Em “O Cochilo de Deus” (Ed. Faria e Silva), seu primeiro romance, Raïssa Lettiére conduz o leitor a uma jornada poética e reflexiva, entrelaçando séculos e personagens para abordar temas existenciais como livre-arbítrio, acaso e o significado da vida. A narrativa questiona, com profundidade, o que impede a humanidade de “dar certo”, revelando dramas e enigmas que exploram o vazio espiritual e o sofrimento humano. Escritora e editora experiente, Raïssa entrega uma obra que desafia as fronteiras entre o real e a metafísica, transformando o leitor no protagonista das próprias reflexões.
Sua nova obra, O cochilo de Deus, explora questões complexas sobre a humanidade e o mistério da existência. O que mais te fascinou ao trabalhar essas temáticas, e como você conseguiu equilibrar a densidade desses temas com uma narrativa ficcional envolvente?
A não-resposta por trás de tantos questionamentos humanos me fascina, principalmente a insistência que temos de buscar por definições e assumir verdades que encerrem qualquer dúvida, como se fossem absolutas. A busca é legítima e saudável. A cristalização causa sectarismo e intolerância. A ficção oferece a oportunidade de criar essas respostas sem que elas sejam obrigadas a estar corretas ou passíveis de comprovação.
Ao longo do romance, os personagens transitam por diferentes épocas e experiências, criando uma rede de conexões misteriosas. Como você construiu essas ligações entre eles, e de que maneira elas impactaram a estrutura do livro?
A elaboração dessa interconectividade entre os personagens demandou bastante engenhosidade e releituras para não deixar nenhuma ponta solta. A ideia é permitir que o leitor monte o quebra-cabeça à medida que a história se revela. Ou seja, tratar o leitor como um ser inteligente que possa ir montando a história com as ferramentas e detalhes que ela vai oferecendo a cada episódio, capaz de tirar suas próprias conclusões.
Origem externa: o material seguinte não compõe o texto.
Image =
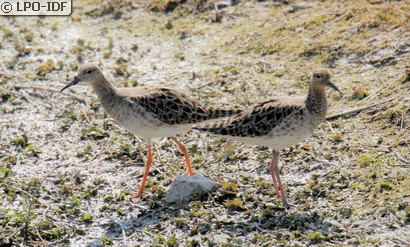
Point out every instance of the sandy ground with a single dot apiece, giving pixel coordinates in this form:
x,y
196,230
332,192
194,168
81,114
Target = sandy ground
x,y
68,171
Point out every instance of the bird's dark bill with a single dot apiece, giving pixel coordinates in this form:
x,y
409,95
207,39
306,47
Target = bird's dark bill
x,y
332,85
74,82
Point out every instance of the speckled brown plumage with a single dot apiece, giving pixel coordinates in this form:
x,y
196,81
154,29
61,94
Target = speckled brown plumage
x,y
278,123
149,112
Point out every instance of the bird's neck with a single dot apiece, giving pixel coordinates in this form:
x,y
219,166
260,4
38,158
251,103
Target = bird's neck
x,y
316,100
103,88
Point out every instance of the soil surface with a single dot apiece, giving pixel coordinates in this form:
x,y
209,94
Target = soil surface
x,y
68,171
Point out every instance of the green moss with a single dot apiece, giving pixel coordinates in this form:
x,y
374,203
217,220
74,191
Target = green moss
x,y
359,94
385,186
45,68
110,43
316,237
87,218
172,241
107,54
121,70
106,241
31,150
21,141
8,33
235,204
336,137
180,56
29,36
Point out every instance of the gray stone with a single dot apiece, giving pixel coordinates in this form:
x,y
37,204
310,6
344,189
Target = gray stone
x,y
185,188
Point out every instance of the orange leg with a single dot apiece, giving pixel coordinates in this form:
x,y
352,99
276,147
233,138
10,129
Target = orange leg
x,y
277,182
147,167
185,152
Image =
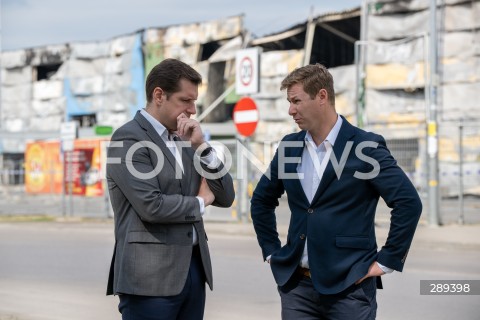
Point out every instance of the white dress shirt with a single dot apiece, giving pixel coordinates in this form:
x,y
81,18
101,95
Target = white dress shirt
x,y
314,160
211,160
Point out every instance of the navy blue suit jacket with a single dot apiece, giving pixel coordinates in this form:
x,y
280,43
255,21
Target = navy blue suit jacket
x,y
339,223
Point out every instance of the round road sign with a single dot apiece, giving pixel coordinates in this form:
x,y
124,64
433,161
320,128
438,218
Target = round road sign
x,y
245,116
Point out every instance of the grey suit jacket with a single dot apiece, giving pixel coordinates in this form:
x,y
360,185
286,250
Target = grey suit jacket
x,y
154,212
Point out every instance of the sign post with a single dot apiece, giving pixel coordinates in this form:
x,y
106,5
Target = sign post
x,y
68,134
245,117
247,70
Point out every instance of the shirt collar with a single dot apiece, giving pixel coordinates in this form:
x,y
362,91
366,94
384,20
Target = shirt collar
x,y
161,130
332,135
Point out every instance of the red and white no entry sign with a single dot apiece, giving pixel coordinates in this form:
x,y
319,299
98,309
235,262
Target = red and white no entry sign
x,y
245,116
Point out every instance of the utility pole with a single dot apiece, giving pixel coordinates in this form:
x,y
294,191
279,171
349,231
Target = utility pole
x,y
432,124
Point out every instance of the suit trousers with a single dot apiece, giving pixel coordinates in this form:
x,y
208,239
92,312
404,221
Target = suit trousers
x,y
188,305
300,301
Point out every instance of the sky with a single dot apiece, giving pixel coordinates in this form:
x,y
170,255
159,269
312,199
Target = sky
x,y
32,23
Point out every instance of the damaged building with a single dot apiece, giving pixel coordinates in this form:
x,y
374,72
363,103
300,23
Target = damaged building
x,y
377,54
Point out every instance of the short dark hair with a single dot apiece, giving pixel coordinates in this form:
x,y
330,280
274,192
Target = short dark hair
x,y
313,77
167,75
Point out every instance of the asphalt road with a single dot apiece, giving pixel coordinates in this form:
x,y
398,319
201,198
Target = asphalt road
x,y
58,271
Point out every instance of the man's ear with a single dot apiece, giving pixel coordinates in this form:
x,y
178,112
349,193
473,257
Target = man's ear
x,y
322,95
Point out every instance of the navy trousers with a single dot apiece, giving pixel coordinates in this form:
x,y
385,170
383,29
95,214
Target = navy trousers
x,y
300,301
188,305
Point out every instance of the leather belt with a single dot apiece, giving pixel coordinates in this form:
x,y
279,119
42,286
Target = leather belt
x,y
196,251
304,272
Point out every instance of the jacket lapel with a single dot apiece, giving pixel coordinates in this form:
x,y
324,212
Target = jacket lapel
x,y
296,152
345,133
152,133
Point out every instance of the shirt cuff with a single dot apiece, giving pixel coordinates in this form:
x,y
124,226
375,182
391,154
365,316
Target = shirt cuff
x,y
211,160
385,269
202,205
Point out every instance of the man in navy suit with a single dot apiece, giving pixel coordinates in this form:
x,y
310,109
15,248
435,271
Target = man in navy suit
x,y
333,174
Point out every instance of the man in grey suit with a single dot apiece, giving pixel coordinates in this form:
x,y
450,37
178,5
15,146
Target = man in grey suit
x,y
161,175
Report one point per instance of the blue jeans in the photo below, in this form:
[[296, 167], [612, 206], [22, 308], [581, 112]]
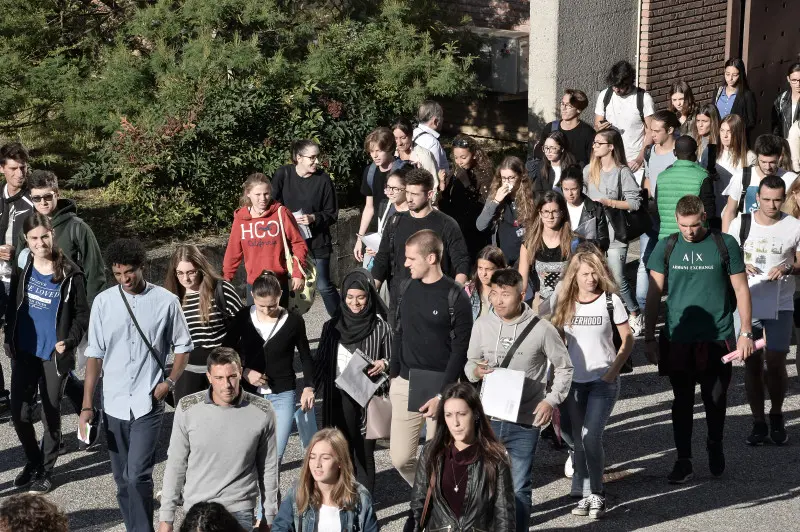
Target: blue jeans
[[617, 257], [520, 442], [646, 244], [330, 296], [589, 406], [132, 448]]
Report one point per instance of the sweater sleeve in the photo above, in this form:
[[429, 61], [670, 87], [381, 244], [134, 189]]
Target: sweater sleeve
[[553, 346], [301, 343], [267, 470], [233, 253], [460, 343], [177, 463], [484, 220]]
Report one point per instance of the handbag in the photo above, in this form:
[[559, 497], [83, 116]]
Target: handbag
[[629, 225], [300, 301], [379, 418], [170, 398]]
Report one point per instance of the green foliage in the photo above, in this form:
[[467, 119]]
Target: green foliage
[[172, 103]]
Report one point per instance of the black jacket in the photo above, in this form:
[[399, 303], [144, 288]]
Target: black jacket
[[745, 106], [72, 319], [781, 109], [480, 513], [593, 209]]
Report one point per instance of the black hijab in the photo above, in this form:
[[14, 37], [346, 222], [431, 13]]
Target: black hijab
[[355, 327]]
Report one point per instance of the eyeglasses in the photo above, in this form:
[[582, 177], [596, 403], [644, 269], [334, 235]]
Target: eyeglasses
[[45, 197]]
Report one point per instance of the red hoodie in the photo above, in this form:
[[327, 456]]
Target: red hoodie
[[259, 242]]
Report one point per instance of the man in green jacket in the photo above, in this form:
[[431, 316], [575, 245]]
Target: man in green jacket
[[683, 177], [76, 239]]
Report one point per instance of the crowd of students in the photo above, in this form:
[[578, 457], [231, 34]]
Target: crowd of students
[[482, 274]]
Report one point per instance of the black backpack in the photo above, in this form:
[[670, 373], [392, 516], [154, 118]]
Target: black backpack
[[452, 297]]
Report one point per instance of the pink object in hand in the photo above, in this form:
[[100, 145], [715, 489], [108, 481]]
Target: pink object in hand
[[733, 355]]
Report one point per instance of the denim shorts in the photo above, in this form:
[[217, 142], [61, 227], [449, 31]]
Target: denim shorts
[[778, 332]]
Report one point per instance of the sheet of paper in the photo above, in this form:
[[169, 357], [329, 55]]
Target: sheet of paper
[[501, 393], [764, 296], [304, 229], [372, 240], [588, 229]]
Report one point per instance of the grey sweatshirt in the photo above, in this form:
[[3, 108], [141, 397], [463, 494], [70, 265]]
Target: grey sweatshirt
[[609, 187], [222, 454], [492, 337]]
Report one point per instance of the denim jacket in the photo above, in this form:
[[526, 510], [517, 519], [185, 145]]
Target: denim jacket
[[360, 519]]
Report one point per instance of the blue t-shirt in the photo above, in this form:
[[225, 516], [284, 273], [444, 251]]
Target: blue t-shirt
[[36, 320]]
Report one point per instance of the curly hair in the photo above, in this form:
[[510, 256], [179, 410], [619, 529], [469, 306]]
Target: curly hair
[[31, 513], [128, 251]]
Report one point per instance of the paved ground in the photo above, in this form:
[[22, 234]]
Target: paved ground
[[759, 491]]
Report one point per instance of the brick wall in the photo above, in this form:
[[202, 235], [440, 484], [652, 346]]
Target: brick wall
[[682, 39], [499, 14]]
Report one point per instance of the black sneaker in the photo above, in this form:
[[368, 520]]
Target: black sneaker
[[777, 430], [681, 473], [758, 436], [716, 458], [26, 476], [42, 484]]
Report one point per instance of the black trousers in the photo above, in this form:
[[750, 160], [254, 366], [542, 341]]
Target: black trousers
[[29, 374], [362, 451], [714, 381]]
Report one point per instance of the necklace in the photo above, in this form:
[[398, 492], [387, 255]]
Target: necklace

A obra propõe uma reflexão sobre o vazio espiritual e o sofrimento humano. No processo criativo, você se deparou com algum desafio ao explorar esses sentimentos universais? Como você lida com essa profundidade emocional na sua escrita?
Para esse tipo de literatura que eu faço, em que o sofrimento humano é visto sem subterfúgios, há que se partir de alguma questão existencial profunda para o autor, é necessário estar disponível para sentir, se emocionar e traduzir o sofrimento em palavras.
O livro levanta uma grande questão: “Por que a humanidade ainda não deu certo?” Qual foi a principal motivação para abordar esse tema, e de que forma ele reverbera na jornada dos seus personagens?
Julgo-me uma pessoa muito realista, que busca afastar qualquer nível de ilusão a respeito de si, do outro, da vida. Enquanto não olharmos o outro como um igual, enquanto não entendermos que todos são dignos de oportunidades e tratamentos humanos, não podemos dizer que a humanidade deu certo. E acho que estamos muito distantes deste diagnóstico positivo. Não preciso ir muito longe nesta análise. Basta olhar a primeira página dos jornais. Meus personagens refletem o desvario da humanidade, que sofre e faz sofrer. Ora agindo com boas intenções, ora não.
O romance mistura uma escrita poética e filosófica. Como você descreve sua jornada de encontrar o tom certo para expressar temas tão abstratos, como o livre-arbítrio e o acaso, de uma maneira que toque o leitor?
Sempre gostei de poesia e amo metáforas. Penso que por isso minha escrita apresente esse tom. E os temas existenciais flertam com a filosofia. Como estou sempre divagando nessa seara, é natural encontrar essa abordagem na minha escrita.
Em O cochilo de Deus, há uma forte presença do mistério, especialmente em relação ao elemento observador da narrativa. Como você se sente ao criar esse tipo de personagem, que parece apenas observar, mas também tem um papel crucial na reflexão da obra?
Bom você ter notado esse elemento observador. Ele é mesmo crucial no meu livro. E pensar que nós, na maior parte do tempo, refletimos essa postura ao longo da vida. Apenas observamos o sofrimento humano…
Seu primeiro livro de ficção foi uma coletânea de contos, e agora você estreia com um romance. Quais foram as maiores diferenças que você encontrou ao escrever o romance, e como essa transição influenciou sua maneira de contar histórias?
O conto tem uma estrutura narrativa muito peculiar que me encanta, duas histórias correndo paralelas, uma na superfície, clara, e outra em águas mais profundas. De certa forma a estrutura deste romance foi concebida para que apresentasse essas características também.